The doctors who had cared for this man up until a month earlier would not have referred to him as “insane” in any official documentation. That word long ago fell out of vogue in the medical community, mostly because it has come to be seen as too limiting a term, or too inflammatory or insensitive, a relic of a less enlightened time. The man’s doctors instead said that he exhibited a number of symptoms typical of various abnormal brain syndromes. Schizophrenia, bipolar syndrome, psychosis, etc. His chart back at the facility, where he’d spent the bulk of the last fifteen years, contained reams of notes detailing what was described as hallucinations and an elaborate but clearly delusional belief system, including reports of his frequent consultations with a “spirit guide” he called Lulu.
The man knew the details of his chart well. He’d snagged it on his way out of the loony bin and carried it with him in his bag. It made for very interesting reading when he wasn’t raping or eviscerating someone. Although he’d not been labeled insane anywhere within those pages, he knew what his doctors really thought. For instance, there’d been the time Dr. Freeman had referred to him as a “fucking psycho” when instructing a team of orderlies to remove
him from his office.
Well.
Their opinions of him no longer mattered.
They were all dead. Zebulon Elias Geddy had slaughtered them in the process of escaping the facility and he’d done so without regret. Lulu said they deserved to die, and that was good enough for him.
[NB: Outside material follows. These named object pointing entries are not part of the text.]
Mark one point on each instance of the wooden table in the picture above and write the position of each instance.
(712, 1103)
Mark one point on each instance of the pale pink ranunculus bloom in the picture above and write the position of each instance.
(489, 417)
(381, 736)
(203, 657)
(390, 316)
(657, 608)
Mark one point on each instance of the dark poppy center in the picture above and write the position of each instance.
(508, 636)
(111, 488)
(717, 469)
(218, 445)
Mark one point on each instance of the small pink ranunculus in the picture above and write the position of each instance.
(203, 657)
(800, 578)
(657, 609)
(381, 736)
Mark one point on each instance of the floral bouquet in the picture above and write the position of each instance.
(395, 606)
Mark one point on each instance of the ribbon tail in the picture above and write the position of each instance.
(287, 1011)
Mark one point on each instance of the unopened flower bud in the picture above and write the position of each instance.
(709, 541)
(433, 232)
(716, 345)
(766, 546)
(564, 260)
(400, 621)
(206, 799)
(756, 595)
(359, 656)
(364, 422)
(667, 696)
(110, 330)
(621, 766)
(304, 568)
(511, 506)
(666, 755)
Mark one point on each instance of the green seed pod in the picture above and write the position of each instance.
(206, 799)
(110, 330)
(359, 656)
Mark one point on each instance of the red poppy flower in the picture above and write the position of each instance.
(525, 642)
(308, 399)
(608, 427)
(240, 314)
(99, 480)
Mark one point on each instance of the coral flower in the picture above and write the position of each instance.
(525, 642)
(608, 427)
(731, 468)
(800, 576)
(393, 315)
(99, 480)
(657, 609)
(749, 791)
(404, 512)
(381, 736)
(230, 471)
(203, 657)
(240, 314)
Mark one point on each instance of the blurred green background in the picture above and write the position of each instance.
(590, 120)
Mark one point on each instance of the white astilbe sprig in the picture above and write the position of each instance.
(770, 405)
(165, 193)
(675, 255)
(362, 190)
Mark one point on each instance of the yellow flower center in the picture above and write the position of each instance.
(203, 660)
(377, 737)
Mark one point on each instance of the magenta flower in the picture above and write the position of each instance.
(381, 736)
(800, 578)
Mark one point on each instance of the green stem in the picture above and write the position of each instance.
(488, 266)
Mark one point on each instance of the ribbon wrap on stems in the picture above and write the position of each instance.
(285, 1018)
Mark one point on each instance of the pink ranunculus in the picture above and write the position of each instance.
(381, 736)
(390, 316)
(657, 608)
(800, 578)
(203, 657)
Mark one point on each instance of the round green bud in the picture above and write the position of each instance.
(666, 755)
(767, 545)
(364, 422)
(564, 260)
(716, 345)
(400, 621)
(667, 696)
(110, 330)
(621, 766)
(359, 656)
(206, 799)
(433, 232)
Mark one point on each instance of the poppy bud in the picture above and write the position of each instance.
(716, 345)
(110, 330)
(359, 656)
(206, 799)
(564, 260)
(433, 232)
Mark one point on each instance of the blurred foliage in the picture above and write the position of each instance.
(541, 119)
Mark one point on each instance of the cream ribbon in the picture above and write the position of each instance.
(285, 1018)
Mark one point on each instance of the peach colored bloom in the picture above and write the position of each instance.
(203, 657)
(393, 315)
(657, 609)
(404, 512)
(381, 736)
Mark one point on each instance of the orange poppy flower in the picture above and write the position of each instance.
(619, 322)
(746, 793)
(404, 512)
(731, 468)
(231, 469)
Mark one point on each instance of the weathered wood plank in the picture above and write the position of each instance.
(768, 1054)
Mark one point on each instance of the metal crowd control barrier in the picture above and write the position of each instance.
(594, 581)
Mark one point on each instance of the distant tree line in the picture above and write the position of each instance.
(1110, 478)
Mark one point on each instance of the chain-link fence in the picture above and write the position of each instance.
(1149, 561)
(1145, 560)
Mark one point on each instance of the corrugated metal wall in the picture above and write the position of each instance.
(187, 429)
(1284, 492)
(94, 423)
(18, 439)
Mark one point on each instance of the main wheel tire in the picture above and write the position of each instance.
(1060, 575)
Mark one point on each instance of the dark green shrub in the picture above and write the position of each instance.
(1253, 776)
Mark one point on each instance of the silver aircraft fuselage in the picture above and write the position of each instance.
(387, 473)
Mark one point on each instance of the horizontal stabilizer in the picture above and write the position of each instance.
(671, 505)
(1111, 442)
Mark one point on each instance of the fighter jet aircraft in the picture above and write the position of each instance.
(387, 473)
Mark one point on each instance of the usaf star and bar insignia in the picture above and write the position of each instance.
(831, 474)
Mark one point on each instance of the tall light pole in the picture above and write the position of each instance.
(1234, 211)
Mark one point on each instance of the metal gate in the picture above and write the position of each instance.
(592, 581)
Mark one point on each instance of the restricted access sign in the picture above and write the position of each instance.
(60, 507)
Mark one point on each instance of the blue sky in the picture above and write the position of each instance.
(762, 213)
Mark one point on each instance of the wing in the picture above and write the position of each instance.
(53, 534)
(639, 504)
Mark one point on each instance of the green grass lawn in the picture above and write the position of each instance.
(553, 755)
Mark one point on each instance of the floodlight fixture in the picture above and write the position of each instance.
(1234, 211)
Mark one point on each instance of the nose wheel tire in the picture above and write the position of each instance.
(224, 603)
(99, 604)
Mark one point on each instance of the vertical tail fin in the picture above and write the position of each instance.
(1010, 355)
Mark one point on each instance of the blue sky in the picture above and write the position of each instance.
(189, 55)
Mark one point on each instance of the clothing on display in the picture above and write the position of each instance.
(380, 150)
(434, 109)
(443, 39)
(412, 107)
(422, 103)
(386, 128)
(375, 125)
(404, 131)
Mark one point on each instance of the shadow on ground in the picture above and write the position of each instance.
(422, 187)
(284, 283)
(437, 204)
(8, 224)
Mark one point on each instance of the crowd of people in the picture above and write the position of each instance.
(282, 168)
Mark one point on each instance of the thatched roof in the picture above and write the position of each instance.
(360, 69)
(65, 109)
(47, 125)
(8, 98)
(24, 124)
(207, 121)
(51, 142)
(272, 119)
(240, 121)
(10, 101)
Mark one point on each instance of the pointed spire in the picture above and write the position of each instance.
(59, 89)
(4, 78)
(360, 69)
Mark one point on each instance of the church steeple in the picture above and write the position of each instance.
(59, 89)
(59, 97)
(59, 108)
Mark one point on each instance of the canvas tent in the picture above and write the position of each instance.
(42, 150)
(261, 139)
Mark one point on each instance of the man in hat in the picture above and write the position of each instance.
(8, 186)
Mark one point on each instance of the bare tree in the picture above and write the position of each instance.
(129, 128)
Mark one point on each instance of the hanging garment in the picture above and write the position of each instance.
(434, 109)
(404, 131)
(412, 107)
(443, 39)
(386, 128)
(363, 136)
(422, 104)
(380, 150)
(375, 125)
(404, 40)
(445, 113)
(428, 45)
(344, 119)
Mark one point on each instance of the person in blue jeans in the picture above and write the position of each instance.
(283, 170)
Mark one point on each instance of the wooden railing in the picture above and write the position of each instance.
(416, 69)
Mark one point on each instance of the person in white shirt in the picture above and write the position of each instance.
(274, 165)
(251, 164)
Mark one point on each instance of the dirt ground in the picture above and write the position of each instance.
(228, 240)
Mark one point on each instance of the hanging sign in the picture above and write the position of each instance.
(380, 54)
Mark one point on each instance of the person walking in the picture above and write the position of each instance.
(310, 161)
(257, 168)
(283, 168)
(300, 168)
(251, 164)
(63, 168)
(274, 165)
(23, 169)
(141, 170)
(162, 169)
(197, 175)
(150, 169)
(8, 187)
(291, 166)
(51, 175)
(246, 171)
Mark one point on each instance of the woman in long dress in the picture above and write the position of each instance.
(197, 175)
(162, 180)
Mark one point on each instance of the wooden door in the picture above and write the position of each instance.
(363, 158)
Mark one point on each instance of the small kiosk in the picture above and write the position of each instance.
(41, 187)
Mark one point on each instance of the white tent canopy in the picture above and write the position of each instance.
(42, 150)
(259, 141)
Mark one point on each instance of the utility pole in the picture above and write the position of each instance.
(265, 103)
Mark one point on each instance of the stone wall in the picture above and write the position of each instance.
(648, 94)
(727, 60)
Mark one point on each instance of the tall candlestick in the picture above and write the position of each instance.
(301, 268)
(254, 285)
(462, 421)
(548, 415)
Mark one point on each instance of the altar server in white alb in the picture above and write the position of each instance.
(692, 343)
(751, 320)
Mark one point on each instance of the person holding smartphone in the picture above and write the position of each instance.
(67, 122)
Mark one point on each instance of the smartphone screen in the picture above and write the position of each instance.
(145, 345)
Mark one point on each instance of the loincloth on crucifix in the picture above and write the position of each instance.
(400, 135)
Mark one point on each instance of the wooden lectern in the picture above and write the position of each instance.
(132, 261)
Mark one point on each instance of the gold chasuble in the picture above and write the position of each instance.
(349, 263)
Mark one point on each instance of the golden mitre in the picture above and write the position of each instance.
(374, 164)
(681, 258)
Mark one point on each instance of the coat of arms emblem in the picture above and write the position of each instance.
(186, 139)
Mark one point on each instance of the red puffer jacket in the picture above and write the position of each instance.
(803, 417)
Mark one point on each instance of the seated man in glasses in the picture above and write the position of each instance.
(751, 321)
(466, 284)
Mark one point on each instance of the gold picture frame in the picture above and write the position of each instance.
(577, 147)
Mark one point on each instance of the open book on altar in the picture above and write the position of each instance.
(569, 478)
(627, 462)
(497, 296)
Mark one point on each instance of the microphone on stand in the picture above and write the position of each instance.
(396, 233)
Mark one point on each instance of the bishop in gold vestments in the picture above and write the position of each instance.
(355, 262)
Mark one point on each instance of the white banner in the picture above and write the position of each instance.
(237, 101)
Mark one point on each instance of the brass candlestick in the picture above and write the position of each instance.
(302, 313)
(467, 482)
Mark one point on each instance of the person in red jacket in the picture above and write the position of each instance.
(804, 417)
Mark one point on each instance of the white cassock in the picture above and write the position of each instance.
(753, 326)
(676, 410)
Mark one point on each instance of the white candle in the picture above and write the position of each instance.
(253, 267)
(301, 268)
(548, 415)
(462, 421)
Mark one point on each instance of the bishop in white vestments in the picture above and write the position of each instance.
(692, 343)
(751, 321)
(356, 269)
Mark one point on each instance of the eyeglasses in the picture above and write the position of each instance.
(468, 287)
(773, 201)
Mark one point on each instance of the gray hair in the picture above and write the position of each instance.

Telling him who should die was just one of the many ways in which Lulu was useful. She would often also tell him how he should go about killing the people she identified as wicked. Tonight, for example. She had specified that a particular target deserved to suffer an especially prolonged and agonizing death. Zeb always did his best to do what he was told, although there were times when Lulu would fall silent in the middle of a killing and he would be forced to improvise.
“Woooooo-eeeeeeee!”
Zeb’s eyes fluttered open.
A man was dancing in the tall grass some twenty feet straight ahead of where Zeb sat. The dancing man was wiry, his slender, rawboned body a whirling mass of flesh that looked translucent in the moonlight, legs spinning him about in a drunken stagger, arms upraised and stretched out to his sides in imitation of a helicopter’s rotors—in this case, apparently, the rotors of a badly damaged helicopter on the verge of a flaming spinout toward the ground below. The man made chugging sounds between crazed whoops, noises meant to mimic the sound of failing rotors. Here in the dark, you could squint and almost imagine he was a child on a playground, engaged in a bit of innocent, rambunctious fun. A few things made it impossible to buy into the illusion completely. The haggard, gaunt features. The livid knife scar down his left cheek. The explosion of bushy, scraggly hair atop his head, which might have resembled a cut-rate clown’s bedraggled fright wig had it not been so irretrievably, disgustingly foul, quite likely not washed in years. But all of this only served to make him look like a career hobo. Unpleasant, yes, but hardly remarkable.
The man’s name—supposedly—was Clyde Weatherbottom.
Two other things distinguished Clyde from your garden-variety psycho vagrant: (1) He was completely nude. (2) Wound in the fingers of his right hand were many long strands of formerly lush (and now sticky with coagulating blood) blonde hair. The hair was attached to the severed head of an attractive young woman.